The present technology of AIET was developed by Japanese scientists and it is being widely practised in several Asian countries which uses autologous natural killer (NK) cells and activated T lymphocytes to treat various cancers.

This treatment modality has been in practice since early 90s and has several random clinical trials in lung cancer, gastric cancer, Ovarian cancer and Liver cancer. which has been published with significant disease free survival rates. One of the largest studies in 1400 patients. has proven that the cell based immunotherapy when combined with conventional treatment the efficacy improves by 20–30%. A recent finding published about a relapsed stage IV ovarian cancer treated successfully with this methodology has found its place in the Global medical discovery.
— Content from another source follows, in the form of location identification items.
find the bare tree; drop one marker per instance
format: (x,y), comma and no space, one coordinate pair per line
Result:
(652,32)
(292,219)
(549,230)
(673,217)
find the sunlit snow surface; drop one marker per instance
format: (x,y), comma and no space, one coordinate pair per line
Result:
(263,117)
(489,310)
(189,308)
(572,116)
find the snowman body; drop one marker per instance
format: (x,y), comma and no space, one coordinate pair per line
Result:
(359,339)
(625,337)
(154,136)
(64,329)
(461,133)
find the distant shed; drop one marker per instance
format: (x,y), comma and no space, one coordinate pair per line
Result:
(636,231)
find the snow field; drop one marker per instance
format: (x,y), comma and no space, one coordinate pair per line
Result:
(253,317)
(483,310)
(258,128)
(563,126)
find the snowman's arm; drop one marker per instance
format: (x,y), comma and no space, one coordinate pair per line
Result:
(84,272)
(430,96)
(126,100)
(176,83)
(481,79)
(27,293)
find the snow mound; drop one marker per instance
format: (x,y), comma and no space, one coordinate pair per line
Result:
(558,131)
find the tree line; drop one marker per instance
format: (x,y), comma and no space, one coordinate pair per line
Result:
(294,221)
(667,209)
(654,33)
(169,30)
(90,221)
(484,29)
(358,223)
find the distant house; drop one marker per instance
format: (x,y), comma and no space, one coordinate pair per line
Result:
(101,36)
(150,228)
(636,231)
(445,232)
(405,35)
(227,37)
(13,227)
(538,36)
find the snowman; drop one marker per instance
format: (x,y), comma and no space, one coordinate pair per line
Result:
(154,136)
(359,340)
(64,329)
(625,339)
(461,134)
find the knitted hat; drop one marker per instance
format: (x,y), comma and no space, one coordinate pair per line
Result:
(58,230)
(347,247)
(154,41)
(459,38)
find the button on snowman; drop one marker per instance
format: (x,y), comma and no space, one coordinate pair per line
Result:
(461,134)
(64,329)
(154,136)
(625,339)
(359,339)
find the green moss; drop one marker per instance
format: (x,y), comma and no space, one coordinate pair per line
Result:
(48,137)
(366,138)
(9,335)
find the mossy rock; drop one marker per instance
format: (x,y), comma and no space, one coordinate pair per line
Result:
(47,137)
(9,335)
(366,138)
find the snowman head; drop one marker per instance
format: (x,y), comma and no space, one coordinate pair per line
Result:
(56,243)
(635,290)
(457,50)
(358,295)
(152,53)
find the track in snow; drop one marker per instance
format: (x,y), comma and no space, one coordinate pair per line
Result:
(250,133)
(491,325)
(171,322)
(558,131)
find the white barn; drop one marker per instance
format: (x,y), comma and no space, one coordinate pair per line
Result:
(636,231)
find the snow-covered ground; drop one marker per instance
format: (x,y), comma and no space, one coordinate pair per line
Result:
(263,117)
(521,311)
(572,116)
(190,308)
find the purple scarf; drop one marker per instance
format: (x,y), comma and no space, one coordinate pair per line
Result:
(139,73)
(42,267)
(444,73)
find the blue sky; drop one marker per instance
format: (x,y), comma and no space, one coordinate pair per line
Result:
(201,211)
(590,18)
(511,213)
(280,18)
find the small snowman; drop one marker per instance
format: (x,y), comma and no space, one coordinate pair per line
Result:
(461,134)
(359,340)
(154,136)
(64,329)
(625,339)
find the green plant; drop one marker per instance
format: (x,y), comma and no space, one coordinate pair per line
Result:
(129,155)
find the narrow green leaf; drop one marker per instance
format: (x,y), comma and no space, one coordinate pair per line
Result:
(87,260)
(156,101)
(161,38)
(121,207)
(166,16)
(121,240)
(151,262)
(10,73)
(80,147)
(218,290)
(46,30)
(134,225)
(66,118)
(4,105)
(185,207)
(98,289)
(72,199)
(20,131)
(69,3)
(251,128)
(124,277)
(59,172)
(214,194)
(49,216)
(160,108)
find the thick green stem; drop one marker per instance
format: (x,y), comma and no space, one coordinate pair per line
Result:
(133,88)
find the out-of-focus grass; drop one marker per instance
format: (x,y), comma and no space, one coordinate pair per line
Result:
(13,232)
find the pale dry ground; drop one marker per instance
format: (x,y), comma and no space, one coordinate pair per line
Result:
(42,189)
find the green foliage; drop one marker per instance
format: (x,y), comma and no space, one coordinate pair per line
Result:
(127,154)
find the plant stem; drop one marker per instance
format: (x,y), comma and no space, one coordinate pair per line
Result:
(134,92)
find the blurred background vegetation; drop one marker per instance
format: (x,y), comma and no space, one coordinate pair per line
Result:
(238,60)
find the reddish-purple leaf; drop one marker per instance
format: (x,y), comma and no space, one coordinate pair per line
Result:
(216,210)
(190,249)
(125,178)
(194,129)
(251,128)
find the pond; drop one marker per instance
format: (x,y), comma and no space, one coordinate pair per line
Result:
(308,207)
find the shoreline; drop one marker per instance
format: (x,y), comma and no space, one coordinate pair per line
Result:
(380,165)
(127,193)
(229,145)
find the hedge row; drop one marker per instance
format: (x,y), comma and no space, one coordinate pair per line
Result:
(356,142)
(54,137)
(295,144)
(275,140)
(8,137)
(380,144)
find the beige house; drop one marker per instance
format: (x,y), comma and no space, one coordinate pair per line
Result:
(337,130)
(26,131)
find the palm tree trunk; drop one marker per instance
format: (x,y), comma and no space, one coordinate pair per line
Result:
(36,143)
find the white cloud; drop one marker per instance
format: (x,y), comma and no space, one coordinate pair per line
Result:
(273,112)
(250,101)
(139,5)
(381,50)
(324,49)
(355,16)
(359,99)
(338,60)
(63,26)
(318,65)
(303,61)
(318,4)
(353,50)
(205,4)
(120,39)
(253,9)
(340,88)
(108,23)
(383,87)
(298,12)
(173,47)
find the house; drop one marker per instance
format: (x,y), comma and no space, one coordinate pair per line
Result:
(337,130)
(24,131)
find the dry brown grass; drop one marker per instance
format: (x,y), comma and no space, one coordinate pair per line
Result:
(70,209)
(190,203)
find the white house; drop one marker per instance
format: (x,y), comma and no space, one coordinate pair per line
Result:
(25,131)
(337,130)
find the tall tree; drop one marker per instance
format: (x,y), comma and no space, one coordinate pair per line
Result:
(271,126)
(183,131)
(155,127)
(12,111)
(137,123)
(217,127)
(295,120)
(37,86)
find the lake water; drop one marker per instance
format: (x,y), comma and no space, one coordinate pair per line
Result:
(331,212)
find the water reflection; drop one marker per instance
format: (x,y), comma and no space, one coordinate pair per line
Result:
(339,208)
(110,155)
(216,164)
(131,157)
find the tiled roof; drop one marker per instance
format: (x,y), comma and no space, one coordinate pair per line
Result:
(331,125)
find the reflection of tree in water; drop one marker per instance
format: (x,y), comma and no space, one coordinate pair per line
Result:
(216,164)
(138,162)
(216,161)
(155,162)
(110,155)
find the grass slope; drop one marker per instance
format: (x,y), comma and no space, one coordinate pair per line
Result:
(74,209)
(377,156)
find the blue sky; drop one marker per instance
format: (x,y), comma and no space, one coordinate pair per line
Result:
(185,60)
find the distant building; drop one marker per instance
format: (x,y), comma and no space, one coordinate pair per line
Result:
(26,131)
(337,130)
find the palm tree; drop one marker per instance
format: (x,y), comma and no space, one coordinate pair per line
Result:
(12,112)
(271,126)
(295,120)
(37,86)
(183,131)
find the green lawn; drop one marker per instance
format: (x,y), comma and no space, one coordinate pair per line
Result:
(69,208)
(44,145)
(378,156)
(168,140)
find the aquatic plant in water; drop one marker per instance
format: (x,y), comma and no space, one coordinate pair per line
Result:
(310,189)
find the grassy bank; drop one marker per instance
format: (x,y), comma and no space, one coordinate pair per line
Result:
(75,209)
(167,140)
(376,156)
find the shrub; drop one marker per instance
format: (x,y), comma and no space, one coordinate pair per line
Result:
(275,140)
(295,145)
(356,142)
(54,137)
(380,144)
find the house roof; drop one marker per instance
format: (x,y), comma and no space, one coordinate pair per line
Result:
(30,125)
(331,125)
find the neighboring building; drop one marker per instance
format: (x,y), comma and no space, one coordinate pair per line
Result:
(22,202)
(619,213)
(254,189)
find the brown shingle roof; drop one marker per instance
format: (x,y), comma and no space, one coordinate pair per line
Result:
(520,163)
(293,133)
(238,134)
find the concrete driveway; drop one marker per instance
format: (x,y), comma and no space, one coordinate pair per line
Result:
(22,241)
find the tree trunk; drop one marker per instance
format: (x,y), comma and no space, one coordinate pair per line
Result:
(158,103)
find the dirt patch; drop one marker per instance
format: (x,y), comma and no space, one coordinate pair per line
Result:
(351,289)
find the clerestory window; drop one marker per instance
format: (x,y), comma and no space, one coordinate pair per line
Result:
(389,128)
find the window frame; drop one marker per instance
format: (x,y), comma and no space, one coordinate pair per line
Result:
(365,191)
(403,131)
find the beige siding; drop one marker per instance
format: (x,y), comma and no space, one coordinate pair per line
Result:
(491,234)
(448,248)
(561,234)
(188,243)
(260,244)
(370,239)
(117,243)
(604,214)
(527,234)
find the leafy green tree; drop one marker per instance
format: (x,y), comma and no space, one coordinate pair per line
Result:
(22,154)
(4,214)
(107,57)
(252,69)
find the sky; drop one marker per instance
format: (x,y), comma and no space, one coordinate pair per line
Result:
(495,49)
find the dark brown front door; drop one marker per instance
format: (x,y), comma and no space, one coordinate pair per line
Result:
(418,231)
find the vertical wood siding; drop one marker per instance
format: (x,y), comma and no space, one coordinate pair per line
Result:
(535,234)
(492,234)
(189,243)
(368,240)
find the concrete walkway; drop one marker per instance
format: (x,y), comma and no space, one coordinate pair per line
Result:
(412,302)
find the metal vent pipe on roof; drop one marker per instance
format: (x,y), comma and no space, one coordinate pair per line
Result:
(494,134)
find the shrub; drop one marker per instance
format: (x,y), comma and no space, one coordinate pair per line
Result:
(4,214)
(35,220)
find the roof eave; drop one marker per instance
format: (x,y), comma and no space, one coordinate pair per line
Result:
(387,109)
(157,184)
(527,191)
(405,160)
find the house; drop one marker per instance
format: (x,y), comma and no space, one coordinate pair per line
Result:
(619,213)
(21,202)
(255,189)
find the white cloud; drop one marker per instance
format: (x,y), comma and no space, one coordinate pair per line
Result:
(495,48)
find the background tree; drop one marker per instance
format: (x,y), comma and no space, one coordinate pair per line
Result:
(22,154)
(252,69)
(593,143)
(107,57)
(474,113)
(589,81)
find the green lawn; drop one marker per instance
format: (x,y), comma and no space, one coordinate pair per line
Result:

==Status of immunotherapy worldwide==
Though the concept of this treatment started in the US in 1980s, full-fledged clinical treatments on a routine basis have been in practice in Japan since 1990. Randomized controlled studies in different cancers with significant increase in survival and disease free period have been reported.
In India immunotherapy has shown positive results in patients with advanced cancer including acute myeloid leukaemia, pancreatic cancer, cervical cancer, ovarian cancer, breast cancer and Philadelphia chromosome Positive Acute Lymphoblastic Leukemia.
. In Vietnam, Vinmec Hospital, in Hanoi has completed a series of clinical trials and now offering this treatment to patients.

==Relevance to Autoimmune Diseases==
Autoimmune diseases like autoimmune hemolytic anemia (AIHA) have been known to be associated with malignancies. In general lower natural killer (NK) cell quantities have been associated with development of cancers. It has been described that the in vitro expansion of NK cells is decreased in cancer patients who have co-existing autoimmune diseases like AIHA.